Texto escrito aquando da morte de João Paulo II
O concurso absolutamente extraordinário de gente peregrinando ao encontro dos restos mortais e do funeral de João Paulo II é um evidente sinal do Céu confirmando a sua santidade. Pessoas de todas as idades e condições sociais, dos mais diversos credos e desencontradas ideologias, ricos e pobres, poderosos e desamparados, doentes e sãos, amigos e inimigos se unem indo ao encontro deste santo portentoso. Veremos, por estes tempos, porventura, coisas ainda mais extraordinárias – será impossível que agora lá do Céu ele não cuide daqueles que tanto amou e, num certo sentido, não complete o trabalho de evangelização que aqui iniciou.
João Paulo II é em primeiro lugar um milagre de Deus criador. De facto, mesmo do ponto de vista meramente humano foi um fenómeno, como dizia dele o Cardeal O’Connor. Homem muito inteligente, mesmo genial, profundamente sábio, estudioso árduo, de um equilíbrio singular, bem-apessoado, atlético e desportista, com enorme determinação, com uma capacidade ímpar de ver o essencial, francamente decidido, um grande comunicador, excelente nas relações humanas, unificado, activo e contemplativo, poeta, com imensa capacidade de escuta, intensamente solidário, amigo excepcional, repleto de talentos.
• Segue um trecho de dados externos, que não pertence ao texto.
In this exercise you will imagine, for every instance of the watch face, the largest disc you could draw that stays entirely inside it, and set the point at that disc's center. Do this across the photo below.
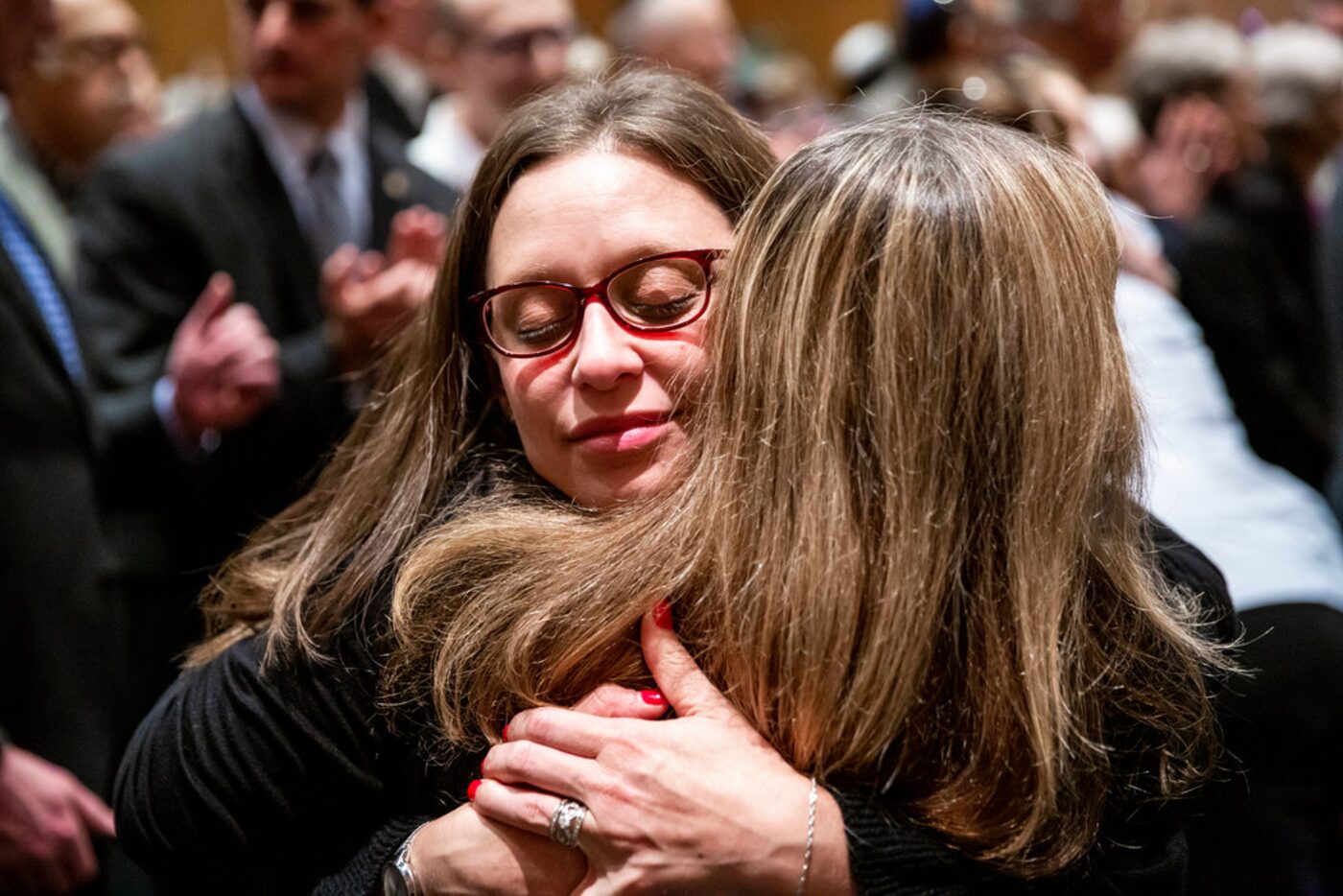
(393, 884)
Mas o mais extraordinário é que colocou tudo isto ao serviço do seu Senhor, Jesus Cristo, nosso Salvador e Redentor, verdadeiro Deus e verdadeiro homem. Por Ele se deixou purificar, integrar, aperfeiçoar, elevar e santificar. Cristo foi de tal maneira o centro de toda a sua vida que por Ele se deixou, configurar. Este Papa foi essencialmente Cristiforme. Todo ele foi transparência de Jesus Cristo, irradiando o Seu esplendor, o esplendor da Verdade, da Vida, da Misericórdia; este luzimento a que chamamos liberdade, encontro e comunhão.
Mas esta sua conformação com Cristo foi nele, singular e misteriosamente, plasmada por Maria no Espírito Santo: Totus Tuu – Todo Teu Jesus Cristo por Maria e em Maria por virtude do Espírito Santo, Seu Esposo Divino. Se Maria é o ícone do Espírito Santo, João Paulo II, seu filho, dela, predilecto, foi o espelho desse ícone, o portador do Espírito para os nossos dias.
Viveu o seu ministério petrino – de sucessor de Pedro – numa modalidade exemplarmente Mariana e também por isso foi ícone da Igreja. Mais especificamente ainda foi a “encarnação” do Concílio Vaticano II – nele “tomou carne” o espírito do Concílio, isto é, o Concílio personificou-se nele. Creio poder dizer que esse grande dom - o Concílio - que o Espírito Santo concedeu ao mundo e à Igreja não gerou somente documentos esplêndidos, mas também este Papa luminoso. O pontificado de João Paulo II é um verdadeiro desabrochar e, também, desenvolvimento do verdadeiro Vaticano II, cujos alicerces estão fundados na Sagrada Escritura e na Sagrada Tradição.
Tudo isto só foi possível porque a sua humildade era abissal. Subiu tanto porque sempre desceu, avançou imenso porque sempre serviu. O seu ir à frente, rasgando e desbravando caminhos foi sempre fruto do seguimento como nos mostrou bem em Fátima recusando-se a ir à frente do andor de Nossa Senhora, como todos os padres e bispos, e colocando-se atrás, deixando-se guiar. Porque Cristo foi enviado pelo Pai a percorrer o caminho do homem, deixou-se enviar por Cristo para fazer do homem o seu caminho. Foi assim com Cristo, foi assim com a Virgem Maria, com os santos, com a Igreja.
Não me admiraria que um dos primeiros gestos do pontificado do próximo Papa fosse a canonização de João Paulo II.